You mean a right, by birth? That is too scary to imagine. Someone with no training, no knowledge of traffic laws, regardless of disability, could get behind the wheel. Needless to say, it would make it harder to get drunks off the road. The day it happens,I give up driving. Maybe walking as well.
Honestly, I have actually discussed this very issue before with a few of my friends and I for one agree with you. I mean, according to the law, driving is still considered a privilege. But I submit that in today's society it is pretty much a requirement that you have access to a motor vehicle in order to get where you need to go in a timely manner. Especially for people who live in rural areas. There are still people out there who live 20 or more miles from the nearest grocery store, and still more who live 60 or more miles from their place of business or employment. For those people, driving is an absolute requirement. And for that reason I feel driving should no longer be considered a "privilege". However, with that being said, I still believe you should be required to prove you have the ability to drive in a competent manner. Furthermore, there should still be a minimum age for driving and the authorities should still have the ability to enforce safe driving to the same degree that they do now. So honestly, I don't really think much would change if driving were given the status of a "right" instead of a "privilege". The bottom line is we would still have people who would disobey safe driving laws and have their "right" to drive interrupted or revoked.

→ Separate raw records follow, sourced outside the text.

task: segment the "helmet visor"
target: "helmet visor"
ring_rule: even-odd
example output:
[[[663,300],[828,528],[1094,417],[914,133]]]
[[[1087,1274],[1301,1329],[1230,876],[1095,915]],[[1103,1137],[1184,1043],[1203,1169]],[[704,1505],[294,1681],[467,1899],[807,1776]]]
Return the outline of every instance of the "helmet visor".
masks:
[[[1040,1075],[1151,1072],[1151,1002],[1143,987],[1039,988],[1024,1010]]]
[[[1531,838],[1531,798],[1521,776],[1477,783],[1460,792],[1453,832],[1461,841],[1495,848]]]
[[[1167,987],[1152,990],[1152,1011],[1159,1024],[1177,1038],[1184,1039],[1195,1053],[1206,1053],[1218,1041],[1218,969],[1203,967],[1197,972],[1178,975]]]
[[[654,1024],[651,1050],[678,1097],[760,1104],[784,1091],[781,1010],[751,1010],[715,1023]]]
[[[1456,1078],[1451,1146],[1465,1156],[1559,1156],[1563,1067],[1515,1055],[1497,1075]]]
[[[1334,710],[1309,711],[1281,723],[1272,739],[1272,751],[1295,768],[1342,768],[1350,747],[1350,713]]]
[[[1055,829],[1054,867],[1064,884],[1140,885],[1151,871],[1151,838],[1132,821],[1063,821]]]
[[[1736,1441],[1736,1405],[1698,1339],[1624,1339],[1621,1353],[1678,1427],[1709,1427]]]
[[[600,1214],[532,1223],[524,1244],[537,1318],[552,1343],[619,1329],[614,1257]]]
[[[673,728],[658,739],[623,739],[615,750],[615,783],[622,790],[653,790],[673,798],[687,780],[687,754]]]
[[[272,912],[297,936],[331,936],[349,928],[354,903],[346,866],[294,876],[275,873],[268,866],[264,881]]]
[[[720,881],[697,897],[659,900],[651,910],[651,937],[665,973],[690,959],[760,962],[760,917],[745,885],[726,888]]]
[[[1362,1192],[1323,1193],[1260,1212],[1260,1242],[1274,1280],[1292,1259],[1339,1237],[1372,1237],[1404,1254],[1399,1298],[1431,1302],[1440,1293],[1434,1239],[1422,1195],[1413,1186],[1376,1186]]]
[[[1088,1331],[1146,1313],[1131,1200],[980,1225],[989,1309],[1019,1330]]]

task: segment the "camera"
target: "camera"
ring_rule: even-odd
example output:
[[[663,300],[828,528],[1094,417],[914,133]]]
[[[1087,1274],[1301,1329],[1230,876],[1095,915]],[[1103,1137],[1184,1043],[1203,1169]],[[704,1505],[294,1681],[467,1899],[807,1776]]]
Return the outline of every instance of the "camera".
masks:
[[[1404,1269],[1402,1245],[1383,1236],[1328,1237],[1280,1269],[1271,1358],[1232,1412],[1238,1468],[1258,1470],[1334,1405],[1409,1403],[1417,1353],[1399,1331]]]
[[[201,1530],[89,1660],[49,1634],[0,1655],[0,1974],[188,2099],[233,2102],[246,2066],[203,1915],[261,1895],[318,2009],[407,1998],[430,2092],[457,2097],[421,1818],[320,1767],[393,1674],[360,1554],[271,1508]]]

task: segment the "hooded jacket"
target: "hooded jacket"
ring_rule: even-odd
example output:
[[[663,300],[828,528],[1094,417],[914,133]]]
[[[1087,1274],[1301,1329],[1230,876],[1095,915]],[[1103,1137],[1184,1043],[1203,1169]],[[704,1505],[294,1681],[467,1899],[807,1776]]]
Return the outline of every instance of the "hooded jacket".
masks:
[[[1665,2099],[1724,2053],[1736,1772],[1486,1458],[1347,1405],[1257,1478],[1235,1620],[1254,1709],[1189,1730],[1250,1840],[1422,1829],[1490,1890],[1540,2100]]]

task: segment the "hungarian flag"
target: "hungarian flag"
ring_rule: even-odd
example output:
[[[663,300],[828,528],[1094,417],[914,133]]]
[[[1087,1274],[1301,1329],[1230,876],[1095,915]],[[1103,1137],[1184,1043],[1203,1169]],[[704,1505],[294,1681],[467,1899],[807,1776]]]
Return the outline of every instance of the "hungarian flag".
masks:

PS. I voted wrong. Although I do believe driving should be a protected right, I also believe that "right" should still fall under the law and be subject to interruption or revocation if a person simply can not be trusted to drive a car. I mean, I believe in the 2nd amendment, but I also believe violent criminals should lose their right to possess or own guns. So I should have voted no in the poll. My mistake.
It's your choice where you live - if you can't drive then you can't live in a rural area without either public transportation, cabs, Uber, etc. Just like people who need a lot of healthcare end up moving closer to good doctors and hospitals... the hospitals don't move to THEM.